Research in the Kulik group

Research in the Kulik group leverages computational modeling to aid the discovery of new materials and mechanisms. Our group uses first-principles modeling to unearth fundamental aspects of structure-property relationships in catalysts and materials. By taking a computational approach, we carry out studies that allow us to make connections across a wide range of catalytic systems from biological enzymes to emerging heterogeneous single-atom catalysts. We develop computational software and machine learning models that accelerate the discovery of new materials and design rules. This approach enables the prediction of new materials properties in seconds, the exploration of million-compound design spaces, and the identification of design rules and exceptions that go beyond intuition. To ensure the predictive power of our approach, our group develops new methods to increase the accuracy of density functional theory especially for materials with challenging electronic structure such as transition metal complexes and solids.

Read more about our group’s work in the recently published papers below!


Discovering inorganic complexes with an ANN

Machine learning (ML) has emerged as a powerful complement to simulation for materials discovery by reducing time for evaluation of energies and properties at accuracy competitive with first-principles methods. In this work, we take our recently developed artificial neural network (ANN) that can predict spin-state ordering to within 3 kcal/mol of DFT training data and use it for chemical exploration.

How does solid state density localize? (Ed Choice)

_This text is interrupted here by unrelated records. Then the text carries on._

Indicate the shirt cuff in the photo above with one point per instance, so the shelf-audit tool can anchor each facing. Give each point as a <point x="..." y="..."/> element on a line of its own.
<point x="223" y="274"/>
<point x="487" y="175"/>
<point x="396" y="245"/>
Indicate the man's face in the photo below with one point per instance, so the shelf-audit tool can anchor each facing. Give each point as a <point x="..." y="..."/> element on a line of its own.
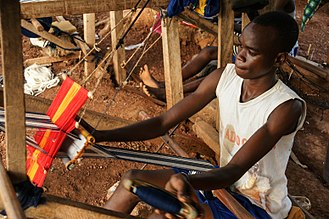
<point x="257" y="52"/>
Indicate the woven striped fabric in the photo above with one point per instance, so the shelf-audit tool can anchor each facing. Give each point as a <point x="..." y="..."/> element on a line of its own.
<point x="64" y="108"/>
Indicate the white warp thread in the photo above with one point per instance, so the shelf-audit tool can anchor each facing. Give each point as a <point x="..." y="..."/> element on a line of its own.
<point x="38" y="78"/>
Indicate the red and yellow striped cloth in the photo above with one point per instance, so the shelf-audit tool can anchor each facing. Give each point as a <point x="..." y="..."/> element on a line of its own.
<point x="64" y="108"/>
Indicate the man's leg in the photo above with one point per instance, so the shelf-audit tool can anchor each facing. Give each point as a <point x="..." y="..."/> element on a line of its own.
<point x="123" y="200"/>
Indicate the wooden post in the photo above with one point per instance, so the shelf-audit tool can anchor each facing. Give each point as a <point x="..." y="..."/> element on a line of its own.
<point x="225" y="38"/>
<point x="225" y="33"/>
<point x="89" y="36"/>
<point x="245" y="21"/>
<point x="119" y="54"/>
<point x="172" y="61"/>
<point x="12" y="69"/>
<point x="8" y="196"/>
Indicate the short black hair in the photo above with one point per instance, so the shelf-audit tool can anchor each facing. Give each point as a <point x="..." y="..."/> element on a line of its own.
<point x="285" y="25"/>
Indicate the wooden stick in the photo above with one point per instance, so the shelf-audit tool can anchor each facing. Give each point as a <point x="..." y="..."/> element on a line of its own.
<point x="166" y="138"/>
<point x="323" y="73"/>
<point x="8" y="195"/>
<point x="201" y="23"/>
<point x="37" y="24"/>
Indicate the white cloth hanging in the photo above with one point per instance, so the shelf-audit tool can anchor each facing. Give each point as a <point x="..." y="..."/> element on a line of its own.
<point x="38" y="78"/>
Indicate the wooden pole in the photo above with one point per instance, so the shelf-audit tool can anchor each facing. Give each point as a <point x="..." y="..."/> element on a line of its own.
<point x="8" y="196"/>
<point x="36" y="9"/>
<point x="12" y="69"/>
<point x="225" y="53"/>
<point x="172" y="61"/>
<point x="119" y="54"/>
<point x="48" y="36"/>
<point x="89" y="36"/>
<point x="225" y="33"/>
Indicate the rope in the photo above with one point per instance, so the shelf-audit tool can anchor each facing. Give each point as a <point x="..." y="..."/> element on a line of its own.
<point x="38" y="78"/>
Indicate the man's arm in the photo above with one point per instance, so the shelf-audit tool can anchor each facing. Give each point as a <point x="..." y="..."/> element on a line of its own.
<point x="282" y="121"/>
<point x="159" y="125"/>
<point x="287" y="6"/>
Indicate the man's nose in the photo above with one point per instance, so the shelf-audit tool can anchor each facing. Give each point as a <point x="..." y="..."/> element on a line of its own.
<point x="241" y="54"/>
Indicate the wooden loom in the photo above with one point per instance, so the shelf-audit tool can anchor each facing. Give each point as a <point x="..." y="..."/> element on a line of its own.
<point x="62" y="112"/>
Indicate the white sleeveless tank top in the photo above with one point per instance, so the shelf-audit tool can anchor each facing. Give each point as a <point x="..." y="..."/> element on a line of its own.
<point x="265" y="184"/>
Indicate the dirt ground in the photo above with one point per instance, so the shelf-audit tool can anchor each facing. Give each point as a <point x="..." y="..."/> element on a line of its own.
<point x="91" y="179"/>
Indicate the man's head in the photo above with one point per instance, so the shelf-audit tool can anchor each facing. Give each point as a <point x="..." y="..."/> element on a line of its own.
<point x="265" y="43"/>
<point x="286" y="28"/>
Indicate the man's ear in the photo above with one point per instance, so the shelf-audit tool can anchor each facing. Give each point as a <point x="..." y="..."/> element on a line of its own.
<point x="280" y="59"/>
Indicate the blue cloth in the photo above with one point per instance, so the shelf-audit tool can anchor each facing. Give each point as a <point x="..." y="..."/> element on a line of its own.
<point x="219" y="210"/>
<point x="177" y="6"/>
<point x="45" y="22"/>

Widely employed approximate density functional theory (DFT) suffers from delocalization errors. DFT+U and hybrid functionals are widely employed methods to correct energetic delocalization errors, but their effect on the density is less well known. Our recent work demonstrated that in transition metal complexes both methods localize density away from the metal and onto surrounding ligands, regardless of metal or ligand identity, in a similar fashion.

Scaling relations in single-site catalysis

Computational catalyst screening is limited primarily by the efficiency with which accurate predictions can be made. In bulk heterogeneous catalysis, linear free energy relationships (LFERs) accelerate screening by relating catalytic activity back to the adsorption energies of key intermediates, but their applicability to single-site catalysts remains unclear, in view of the directional, covalent metal-ligand bonds and the broader chemical space of accessible ligand scaffolds.

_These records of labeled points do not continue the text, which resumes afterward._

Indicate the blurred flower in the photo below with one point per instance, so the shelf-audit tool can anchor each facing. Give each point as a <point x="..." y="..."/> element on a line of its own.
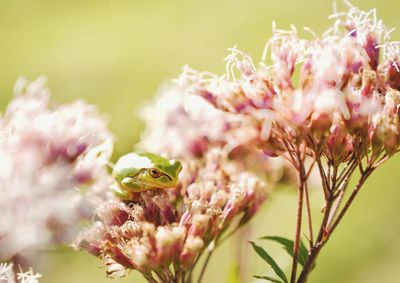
<point x="186" y="127"/>
<point x="343" y="88"/>
<point x="8" y="274"/>
<point x="52" y="169"/>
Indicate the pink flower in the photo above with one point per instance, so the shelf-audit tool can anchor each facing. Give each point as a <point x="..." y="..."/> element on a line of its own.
<point x="53" y="169"/>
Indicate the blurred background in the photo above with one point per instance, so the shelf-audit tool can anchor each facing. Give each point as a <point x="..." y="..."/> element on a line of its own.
<point x="116" y="54"/>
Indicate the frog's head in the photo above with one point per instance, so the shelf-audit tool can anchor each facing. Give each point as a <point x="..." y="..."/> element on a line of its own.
<point x="147" y="169"/>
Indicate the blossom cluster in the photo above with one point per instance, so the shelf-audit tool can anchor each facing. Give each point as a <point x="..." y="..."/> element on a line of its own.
<point x="171" y="228"/>
<point x="52" y="169"/>
<point x="335" y="94"/>
<point x="186" y="127"/>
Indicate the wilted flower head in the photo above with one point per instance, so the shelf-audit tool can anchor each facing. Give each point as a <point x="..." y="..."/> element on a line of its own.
<point x="53" y="168"/>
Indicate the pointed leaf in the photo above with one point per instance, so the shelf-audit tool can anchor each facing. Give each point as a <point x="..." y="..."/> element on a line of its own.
<point x="288" y="246"/>
<point x="234" y="274"/>
<point x="271" y="279"/>
<point x="268" y="259"/>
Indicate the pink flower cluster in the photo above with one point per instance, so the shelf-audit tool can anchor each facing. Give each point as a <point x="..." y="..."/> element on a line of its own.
<point x="334" y="94"/>
<point x="167" y="230"/>
<point x="52" y="169"/>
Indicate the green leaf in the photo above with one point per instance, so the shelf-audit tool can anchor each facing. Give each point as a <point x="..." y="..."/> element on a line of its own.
<point x="234" y="274"/>
<point x="288" y="246"/>
<point x="268" y="259"/>
<point x="268" y="278"/>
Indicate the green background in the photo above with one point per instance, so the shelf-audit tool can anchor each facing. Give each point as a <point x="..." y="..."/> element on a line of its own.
<point x="116" y="54"/>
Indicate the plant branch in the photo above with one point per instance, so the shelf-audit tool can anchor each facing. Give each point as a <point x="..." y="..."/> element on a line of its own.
<point x="296" y="245"/>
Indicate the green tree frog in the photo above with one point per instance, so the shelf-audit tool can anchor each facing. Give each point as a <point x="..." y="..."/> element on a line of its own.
<point x="138" y="172"/>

Recovering exact conditions in semilocal DFT

Widely employed semi-local DFT suffers from well-known errors that prevent its robust predictio, e.g. in materials and catalyst design. This failure in semi-local DFT can be traced to the violation of exchange-correlation approximations of key exact conditions. The flat-plane condition is the union of two exact constraints in electronic structure theory: (i) energetic piecewise linearity with fractional electron removal or addition and (ii) invariant energetics with change in electron spin in a half filled orbital.

Inorganic features for machine learning

Machine learning models can accelerate the discovery of new materials by allowing rapid screening of potential candidates, but depend on the way the molecule is represented. For transition metal complexes, accurate calculations are computationally costly and available training data sets are small, so finding the correct representation becomes a critical ingredient for model predictive accuracy.

Unifying sensitivity in catalysis and spin states

Open-shell single-site transition metal (TM) complexes are efficient catalysts, but challenging to screen computationally because of 1) the need to simultaneously predict spin-splitting energies, activation barriers and reaction energies, and 2) well-known challenges of approximate DFT for these predictions that manifest as strong sensitivity to the amount of exact exchange in the functional. Hence, advancing DFT-based screening requires understanding how computed energetics are sensitive to exact exchange.

Conceptual DFT for systematic modeling

Multi-scale quantum-mechanical/molecular-mechanical (QM/MM) and large-scale QM simulation provide valuable insight into enzyme mechanism and structure-property relationships. Analysis of the electron density afforded through these methods can enhance our understanding of how the enzyme environment modulates reactivity at the enzyme active site. From this perspective, tools from conceptual density functional theory to interrogate electron densities can provide added insight into enzyme function.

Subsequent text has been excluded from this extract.